First, there were three specific statements that were called into question at Lopez’s sentencing
hearing, none of which were found to be false by the sentencing court in Lopez’s case or established
as false, much less “indisputably false,” by Defendant at his own trial. See Byrd, 209 F.3d at 517.
Defendant also cannot show that the government’s speculation somehow amounted to an objective
knowledge that these statements were false. Moreover, these statements, unrelated to how Lopez
implicated Defendant, were not reasonably likely to have affected the judgment of the jury in
Defendant’s trial, see Agurs, 427 U.S. at 103; nor could such an allegation survive a harmless error
Second, there was nothing inconsistent about Lopez’s testimony with respect to the identity
of the caller.
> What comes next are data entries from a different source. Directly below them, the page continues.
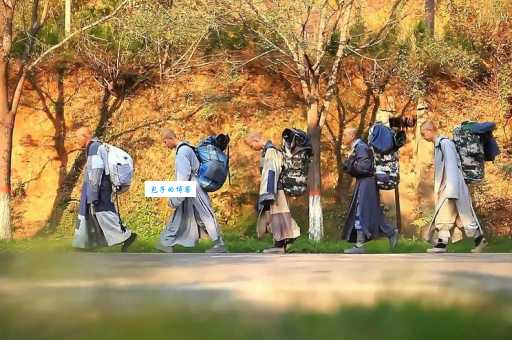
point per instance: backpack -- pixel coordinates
(387, 165)
(120, 168)
(297, 152)
(213, 162)
(471, 154)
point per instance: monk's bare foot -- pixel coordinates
(164, 249)
(128, 242)
(217, 249)
(274, 250)
(479, 248)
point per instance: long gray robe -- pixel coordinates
(192, 212)
(273, 212)
(98, 221)
(365, 201)
(449, 184)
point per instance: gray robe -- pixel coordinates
(365, 200)
(273, 212)
(190, 213)
(449, 184)
(98, 221)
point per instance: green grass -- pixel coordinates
(237, 243)
(385, 321)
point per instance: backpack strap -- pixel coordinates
(440, 148)
(196, 172)
(185, 144)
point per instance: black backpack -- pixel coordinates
(297, 152)
(214, 162)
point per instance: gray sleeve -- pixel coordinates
(95, 168)
(184, 159)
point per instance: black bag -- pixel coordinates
(297, 152)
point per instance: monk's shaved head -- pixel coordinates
(255, 140)
(352, 131)
(428, 125)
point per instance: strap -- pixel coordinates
(123, 228)
(440, 148)
(185, 144)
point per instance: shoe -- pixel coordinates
(164, 249)
(274, 250)
(355, 250)
(216, 249)
(128, 242)
(480, 247)
(437, 249)
(393, 239)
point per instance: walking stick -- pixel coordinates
(397, 206)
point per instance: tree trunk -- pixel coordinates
(339, 167)
(430, 15)
(67, 19)
(6, 131)
(316, 225)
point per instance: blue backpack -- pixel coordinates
(214, 162)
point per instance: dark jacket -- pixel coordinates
(484, 130)
(365, 200)
(382, 139)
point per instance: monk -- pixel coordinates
(98, 220)
(453, 200)
(273, 213)
(365, 219)
(191, 214)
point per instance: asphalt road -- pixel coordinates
(310, 281)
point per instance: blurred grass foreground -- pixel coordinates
(193, 296)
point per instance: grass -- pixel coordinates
(237, 243)
(384, 321)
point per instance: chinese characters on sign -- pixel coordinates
(170, 189)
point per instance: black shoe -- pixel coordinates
(128, 242)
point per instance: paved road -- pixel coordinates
(311, 281)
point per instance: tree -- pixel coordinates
(152, 42)
(14, 37)
(309, 39)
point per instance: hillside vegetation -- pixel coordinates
(114, 79)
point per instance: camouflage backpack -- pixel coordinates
(471, 153)
(297, 151)
(387, 170)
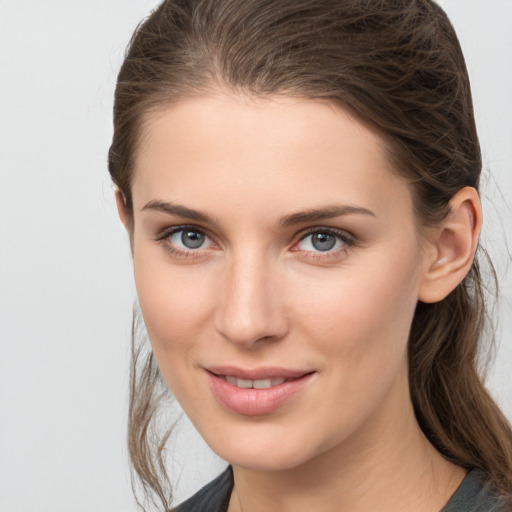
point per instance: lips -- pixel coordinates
(256, 392)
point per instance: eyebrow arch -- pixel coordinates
(180, 211)
(329, 212)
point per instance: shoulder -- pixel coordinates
(475, 495)
(213, 497)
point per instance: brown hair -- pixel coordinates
(395, 64)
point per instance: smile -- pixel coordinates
(257, 392)
(256, 384)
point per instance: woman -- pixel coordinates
(299, 182)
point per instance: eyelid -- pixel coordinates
(163, 237)
(341, 233)
(348, 240)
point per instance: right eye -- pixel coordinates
(189, 239)
(185, 241)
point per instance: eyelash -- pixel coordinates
(347, 240)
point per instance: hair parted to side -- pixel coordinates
(396, 65)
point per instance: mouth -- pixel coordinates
(254, 383)
(256, 392)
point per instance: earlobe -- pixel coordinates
(455, 243)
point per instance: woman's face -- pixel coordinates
(278, 266)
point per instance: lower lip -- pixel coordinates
(255, 402)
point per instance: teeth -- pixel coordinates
(256, 384)
(242, 383)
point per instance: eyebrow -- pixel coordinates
(312, 215)
(329, 212)
(180, 211)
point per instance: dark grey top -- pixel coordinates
(473, 495)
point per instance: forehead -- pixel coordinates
(280, 148)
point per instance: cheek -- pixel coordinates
(361, 316)
(176, 305)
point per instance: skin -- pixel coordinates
(258, 293)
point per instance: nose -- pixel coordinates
(250, 305)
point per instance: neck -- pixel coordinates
(391, 468)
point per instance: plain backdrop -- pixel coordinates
(66, 290)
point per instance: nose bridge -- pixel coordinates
(250, 309)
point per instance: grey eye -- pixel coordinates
(192, 239)
(321, 241)
(189, 239)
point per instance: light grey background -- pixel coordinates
(66, 290)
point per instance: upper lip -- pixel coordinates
(267, 372)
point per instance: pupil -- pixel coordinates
(323, 241)
(192, 239)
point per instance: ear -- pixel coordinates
(122, 209)
(454, 244)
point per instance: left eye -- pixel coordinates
(189, 239)
(322, 241)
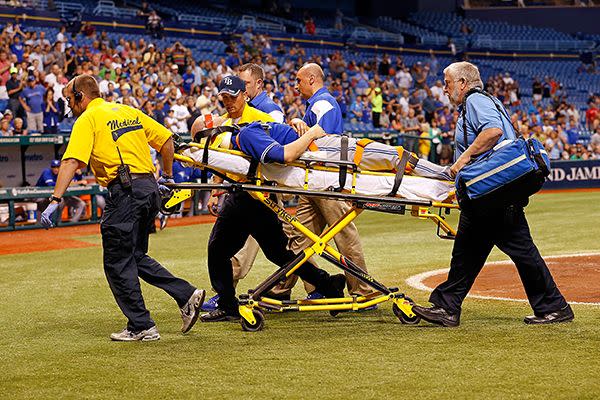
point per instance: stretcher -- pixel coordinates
(366, 190)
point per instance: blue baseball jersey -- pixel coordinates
(185, 174)
(47, 178)
(264, 103)
(481, 115)
(263, 144)
(323, 109)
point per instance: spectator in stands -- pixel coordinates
(51, 113)
(419, 75)
(578, 152)
(170, 121)
(188, 80)
(18, 127)
(309, 26)
(88, 29)
(339, 16)
(32, 99)
(14, 88)
(377, 107)
(5, 128)
(155, 26)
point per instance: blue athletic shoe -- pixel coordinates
(212, 304)
(314, 296)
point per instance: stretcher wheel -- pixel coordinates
(260, 322)
(405, 319)
(168, 210)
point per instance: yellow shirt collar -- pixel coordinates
(95, 103)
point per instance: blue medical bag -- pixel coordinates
(513, 170)
(507, 174)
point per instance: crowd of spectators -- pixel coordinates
(174, 88)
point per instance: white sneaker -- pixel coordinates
(190, 312)
(126, 335)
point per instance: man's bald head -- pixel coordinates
(85, 85)
(309, 79)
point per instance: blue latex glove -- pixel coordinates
(46, 220)
(163, 190)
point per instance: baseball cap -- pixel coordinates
(232, 85)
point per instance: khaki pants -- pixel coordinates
(316, 213)
(244, 259)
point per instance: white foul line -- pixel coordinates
(416, 281)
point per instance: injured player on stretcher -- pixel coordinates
(279, 143)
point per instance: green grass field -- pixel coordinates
(57, 312)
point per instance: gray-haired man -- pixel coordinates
(479, 230)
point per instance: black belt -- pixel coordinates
(146, 175)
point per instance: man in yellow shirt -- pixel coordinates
(113, 140)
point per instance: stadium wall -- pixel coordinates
(559, 18)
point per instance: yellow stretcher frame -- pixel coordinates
(251, 304)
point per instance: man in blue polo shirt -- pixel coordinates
(313, 212)
(32, 99)
(253, 75)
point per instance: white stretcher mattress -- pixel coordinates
(412, 187)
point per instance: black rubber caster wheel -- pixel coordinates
(259, 325)
(405, 319)
(168, 210)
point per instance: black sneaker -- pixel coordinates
(219, 315)
(564, 315)
(437, 315)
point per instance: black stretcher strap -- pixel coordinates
(343, 167)
(400, 173)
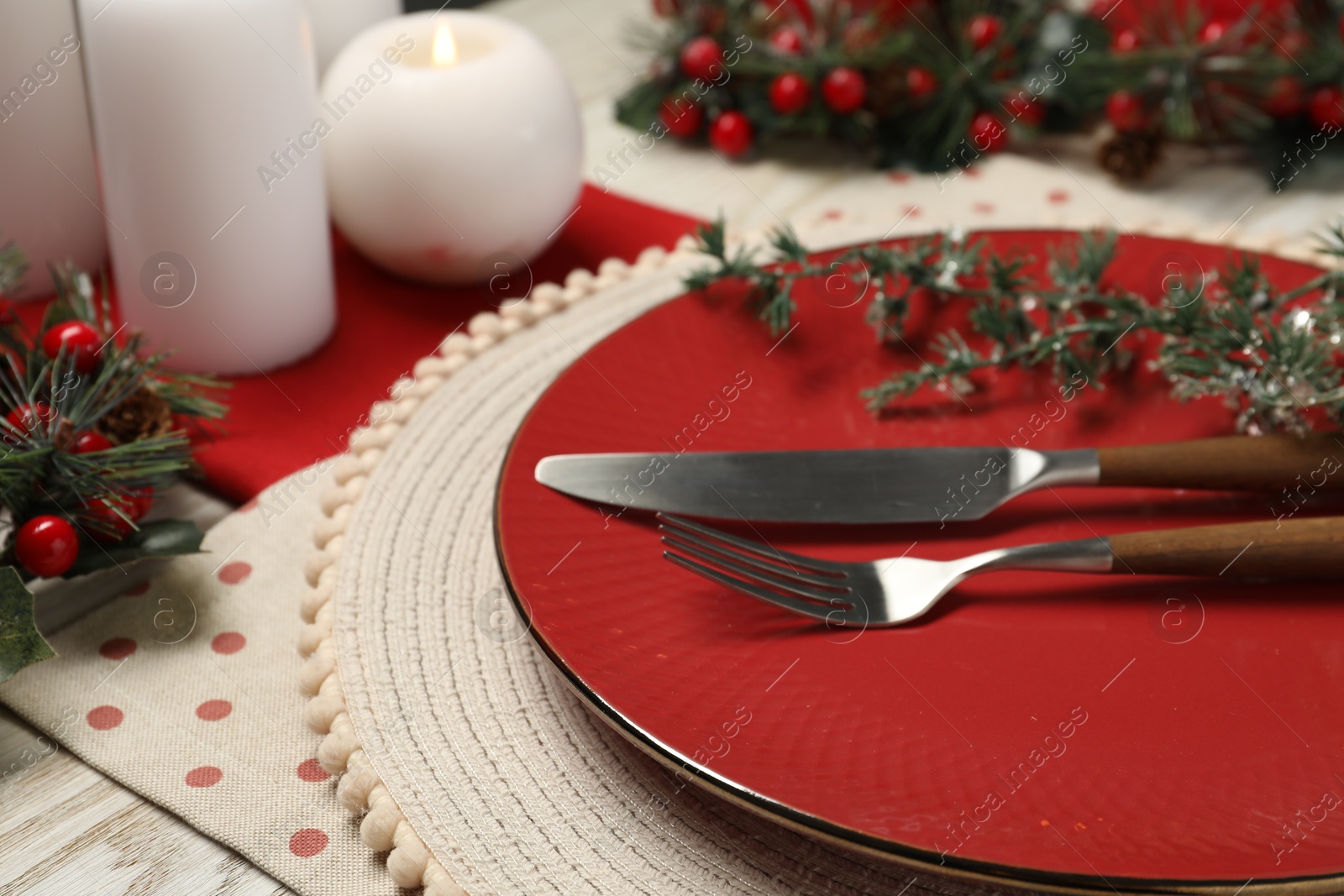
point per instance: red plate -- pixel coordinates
(1079, 731)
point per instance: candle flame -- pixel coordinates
(445, 49)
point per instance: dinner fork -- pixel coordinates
(897, 590)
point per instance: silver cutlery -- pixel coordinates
(934, 484)
(895, 590)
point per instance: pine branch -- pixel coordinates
(1272, 355)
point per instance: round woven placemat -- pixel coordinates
(463, 752)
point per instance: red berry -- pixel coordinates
(987, 134)
(1213, 31)
(46, 546)
(1028, 110)
(786, 40)
(1126, 40)
(983, 29)
(921, 82)
(87, 443)
(732, 134)
(844, 89)
(1126, 110)
(26, 418)
(1326, 107)
(81, 344)
(790, 93)
(682, 118)
(702, 58)
(1285, 97)
(143, 500)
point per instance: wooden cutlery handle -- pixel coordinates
(1308, 548)
(1234, 463)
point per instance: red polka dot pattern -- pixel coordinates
(214, 710)
(307, 842)
(104, 718)
(203, 777)
(228, 642)
(118, 647)
(234, 573)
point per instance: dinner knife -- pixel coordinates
(933, 484)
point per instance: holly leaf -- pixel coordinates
(20, 642)
(158, 539)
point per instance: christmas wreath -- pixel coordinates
(91, 432)
(938, 85)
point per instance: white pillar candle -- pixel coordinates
(47, 179)
(192, 100)
(335, 22)
(454, 145)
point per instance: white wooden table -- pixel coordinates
(67, 829)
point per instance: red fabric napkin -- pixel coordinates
(304, 412)
(300, 414)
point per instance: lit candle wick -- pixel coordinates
(445, 49)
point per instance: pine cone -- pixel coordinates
(886, 87)
(1131, 156)
(141, 414)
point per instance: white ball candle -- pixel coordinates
(335, 22)
(454, 145)
(192, 103)
(47, 172)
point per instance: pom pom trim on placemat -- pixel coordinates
(383, 828)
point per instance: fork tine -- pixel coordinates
(812, 564)
(770, 579)
(804, 607)
(774, 569)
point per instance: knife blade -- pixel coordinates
(932, 484)
(853, 485)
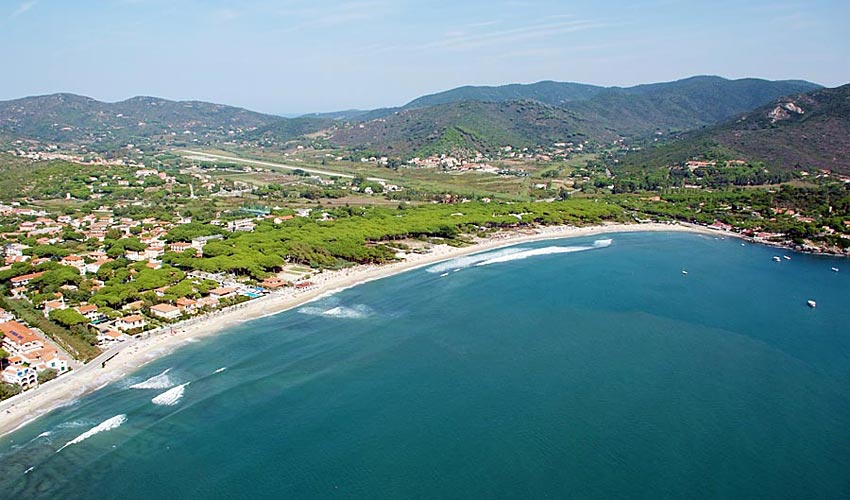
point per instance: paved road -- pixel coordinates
(236, 159)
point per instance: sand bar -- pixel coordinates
(129, 356)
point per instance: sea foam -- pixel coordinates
(524, 254)
(106, 425)
(170, 397)
(470, 260)
(161, 381)
(353, 312)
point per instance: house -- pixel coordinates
(273, 283)
(94, 267)
(246, 225)
(89, 311)
(5, 315)
(166, 311)
(223, 293)
(187, 305)
(18, 339)
(25, 279)
(179, 246)
(74, 261)
(23, 376)
(133, 306)
(132, 322)
(53, 305)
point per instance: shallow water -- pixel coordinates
(602, 372)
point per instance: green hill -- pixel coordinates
(804, 130)
(73, 118)
(467, 126)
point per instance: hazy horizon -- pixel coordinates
(297, 57)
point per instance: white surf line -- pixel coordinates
(106, 425)
(236, 159)
(170, 397)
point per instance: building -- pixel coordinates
(132, 322)
(18, 339)
(23, 376)
(223, 293)
(187, 305)
(166, 311)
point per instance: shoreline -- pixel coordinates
(131, 355)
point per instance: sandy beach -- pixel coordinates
(124, 359)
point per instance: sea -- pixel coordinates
(634, 365)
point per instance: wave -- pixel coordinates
(470, 260)
(161, 381)
(106, 425)
(354, 312)
(170, 397)
(544, 251)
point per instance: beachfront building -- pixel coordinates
(166, 311)
(18, 339)
(223, 293)
(131, 322)
(27, 348)
(23, 376)
(187, 305)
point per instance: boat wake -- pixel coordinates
(470, 260)
(170, 397)
(354, 312)
(502, 256)
(161, 381)
(106, 425)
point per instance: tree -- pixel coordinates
(8, 390)
(47, 375)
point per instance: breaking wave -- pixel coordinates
(170, 397)
(354, 312)
(543, 251)
(161, 381)
(106, 425)
(470, 260)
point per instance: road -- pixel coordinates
(236, 159)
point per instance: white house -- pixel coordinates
(165, 311)
(131, 322)
(24, 376)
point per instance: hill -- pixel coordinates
(803, 130)
(73, 118)
(547, 92)
(682, 105)
(467, 126)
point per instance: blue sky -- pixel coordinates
(296, 56)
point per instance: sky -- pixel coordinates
(299, 56)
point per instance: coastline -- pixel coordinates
(129, 356)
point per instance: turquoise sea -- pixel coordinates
(565, 369)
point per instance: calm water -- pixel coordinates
(604, 373)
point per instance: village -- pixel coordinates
(69, 291)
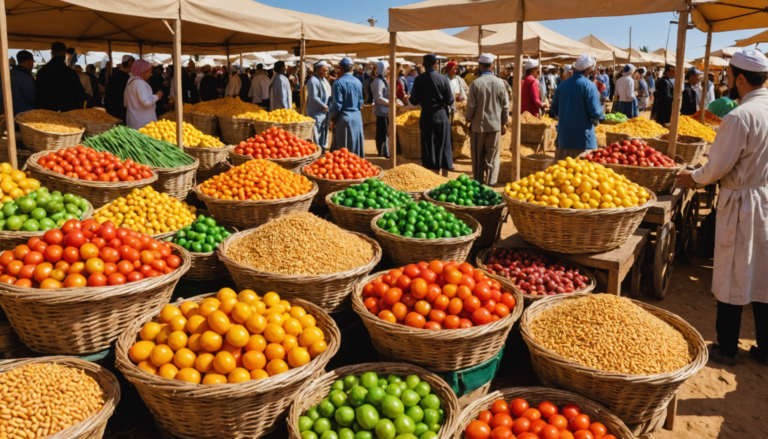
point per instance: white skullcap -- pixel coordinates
(750, 60)
(486, 58)
(584, 62)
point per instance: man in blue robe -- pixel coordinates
(346, 119)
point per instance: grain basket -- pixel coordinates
(72, 320)
(438, 351)
(235, 129)
(247, 214)
(403, 251)
(575, 231)
(176, 182)
(329, 291)
(10, 239)
(489, 217)
(98, 193)
(530, 298)
(326, 186)
(633, 398)
(318, 389)
(535, 396)
(233, 411)
(92, 427)
(353, 219)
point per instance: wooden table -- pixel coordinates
(618, 262)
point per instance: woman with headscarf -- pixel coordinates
(625, 93)
(138, 97)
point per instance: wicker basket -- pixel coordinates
(691, 150)
(326, 186)
(10, 239)
(234, 411)
(206, 123)
(489, 217)
(329, 291)
(403, 251)
(409, 138)
(98, 193)
(235, 129)
(530, 298)
(317, 390)
(575, 231)
(439, 351)
(633, 398)
(535, 396)
(72, 320)
(176, 182)
(247, 214)
(93, 426)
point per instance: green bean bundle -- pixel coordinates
(128, 143)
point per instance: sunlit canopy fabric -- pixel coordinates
(728, 15)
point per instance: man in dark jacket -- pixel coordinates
(57, 87)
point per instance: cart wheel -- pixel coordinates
(665, 256)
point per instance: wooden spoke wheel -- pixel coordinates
(664, 258)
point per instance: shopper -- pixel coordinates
(577, 107)
(346, 119)
(57, 87)
(433, 92)
(318, 101)
(487, 114)
(738, 159)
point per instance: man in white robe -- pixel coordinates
(739, 159)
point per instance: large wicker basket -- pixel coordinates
(535, 396)
(176, 182)
(438, 351)
(403, 251)
(98, 193)
(233, 411)
(489, 217)
(317, 390)
(72, 320)
(575, 231)
(93, 426)
(633, 398)
(329, 291)
(247, 214)
(326, 186)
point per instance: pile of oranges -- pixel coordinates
(230, 338)
(256, 180)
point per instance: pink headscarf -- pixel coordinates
(139, 67)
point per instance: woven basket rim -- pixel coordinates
(367, 267)
(700, 359)
(399, 330)
(32, 163)
(85, 294)
(230, 390)
(471, 222)
(112, 394)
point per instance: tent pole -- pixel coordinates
(705, 79)
(516, 85)
(392, 141)
(178, 70)
(5, 69)
(682, 28)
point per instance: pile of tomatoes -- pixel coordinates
(342, 165)
(86, 254)
(631, 153)
(275, 143)
(438, 295)
(519, 420)
(83, 163)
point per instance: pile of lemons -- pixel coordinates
(578, 184)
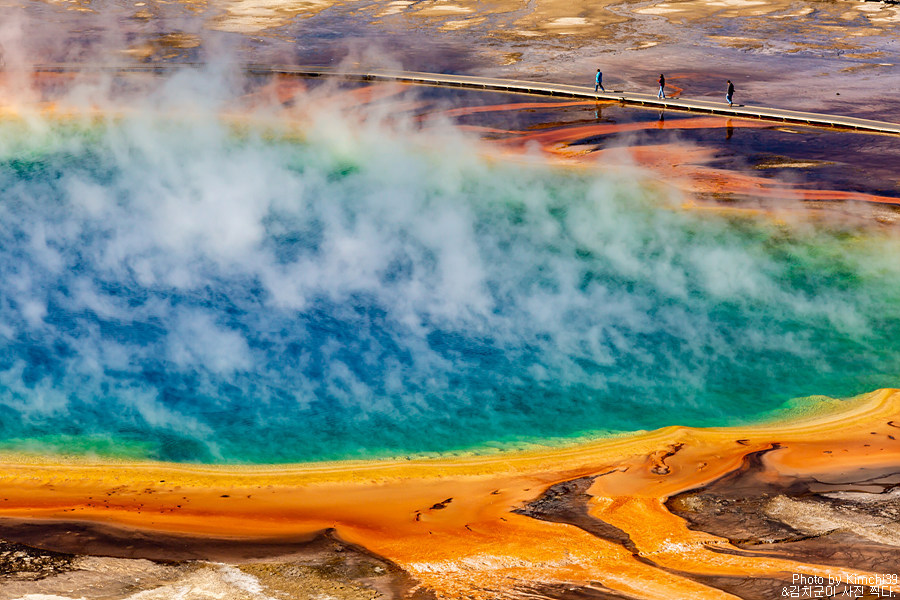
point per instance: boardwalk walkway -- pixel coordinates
(543, 89)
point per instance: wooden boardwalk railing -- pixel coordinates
(531, 87)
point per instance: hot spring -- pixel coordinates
(175, 288)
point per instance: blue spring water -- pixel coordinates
(172, 290)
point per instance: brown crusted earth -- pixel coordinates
(676, 513)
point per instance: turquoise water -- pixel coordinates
(171, 290)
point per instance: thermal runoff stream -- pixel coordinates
(176, 288)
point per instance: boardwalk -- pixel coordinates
(541, 89)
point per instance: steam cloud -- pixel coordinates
(218, 294)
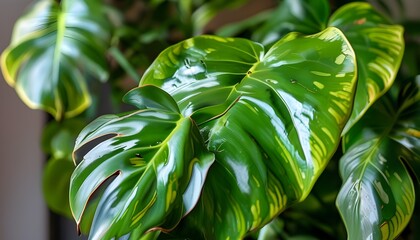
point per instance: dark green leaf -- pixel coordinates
(377, 198)
(379, 47)
(55, 185)
(279, 122)
(52, 48)
(151, 162)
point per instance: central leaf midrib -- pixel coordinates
(57, 59)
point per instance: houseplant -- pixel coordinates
(236, 132)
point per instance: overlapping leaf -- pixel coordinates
(274, 119)
(377, 198)
(58, 142)
(151, 167)
(379, 47)
(54, 45)
(304, 16)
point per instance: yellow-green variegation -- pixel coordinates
(382, 150)
(272, 118)
(379, 47)
(143, 170)
(53, 49)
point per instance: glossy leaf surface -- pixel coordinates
(274, 119)
(377, 198)
(150, 163)
(379, 48)
(58, 142)
(53, 47)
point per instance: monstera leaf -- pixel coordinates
(379, 47)
(53, 45)
(273, 120)
(58, 142)
(150, 163)
(377, 198)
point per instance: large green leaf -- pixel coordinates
(150, 163)
(53, 46)
(377, 198)
(379, 47)
(58, 142)
(274, 119)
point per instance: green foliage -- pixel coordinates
(58, 43)
(229, 137)
(377, 197)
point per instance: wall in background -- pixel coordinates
(23, 214)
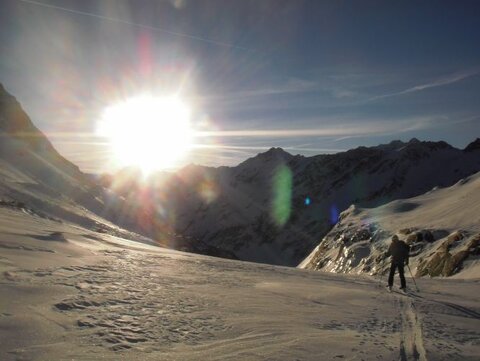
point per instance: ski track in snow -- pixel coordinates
(411, 339)
(127, 301)
(131, 301)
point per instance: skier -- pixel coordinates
(399, 252)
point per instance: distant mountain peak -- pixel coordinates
(276, 152)
(475, 145)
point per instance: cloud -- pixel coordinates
(336, 130)
(453, 78)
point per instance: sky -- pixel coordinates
(311, 77)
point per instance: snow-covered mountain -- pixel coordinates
(36, 178)
(442, 228)
(272, 208)
(275, 207)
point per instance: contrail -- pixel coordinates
(126, 22)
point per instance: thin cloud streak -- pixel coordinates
(454, 78)
(142, 26)
(346, 130)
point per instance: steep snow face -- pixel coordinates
(35, 177)
(240, 209)
(67, 293)
(442, 228)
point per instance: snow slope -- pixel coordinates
(258, 209)
(67, 293)
(442, 227)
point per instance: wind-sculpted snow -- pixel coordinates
(95, 296)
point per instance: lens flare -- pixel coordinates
(148, 132)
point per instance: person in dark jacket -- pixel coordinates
(399, 252)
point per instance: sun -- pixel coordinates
(151, 133)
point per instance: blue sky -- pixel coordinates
(309, 76)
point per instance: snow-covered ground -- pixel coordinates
(442, 228)
(68, 293)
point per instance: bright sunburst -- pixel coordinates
(149, 132)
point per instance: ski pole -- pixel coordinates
(413, 278)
The amended trial transcript in this case shows that Lopez’s testimony was consistent
with his testimony at his own trial; he consistently asserted that he spoke with someone named
“Savul” who identified himself as the owner of the truck Lopez was driving and who directed Lopez
to make the Louisville stop. Moreover, as the district court noted, the government by no means
attempted to withhold any information relating to Lopez’s earlier trial and conviction to support
Defendant’s Brady/Gilgio claim. See id.; Brooks, 626 F.3d at 896. Indeed, Defendant was equally
positioned to, as he did, call into question the credibility of Lopez’s testimony on cross-examination.
To the extent that Defendant believed he heard Lopez testify inconsistently, Defendant could have
easily attempted to cross-examine and impeach Lopez before the trial court.
In sum, the record does not support Defendant’s Brady/Giglio claim because there is no
evidence that Lopez’s statements were false or that any Brady information was withheld to preclude
Defendant from impeaching perceived inconsistencies in Lopez’s testimony on cross-examination.
For this reason, we AFFIRM Defendant’s conviction and sentence.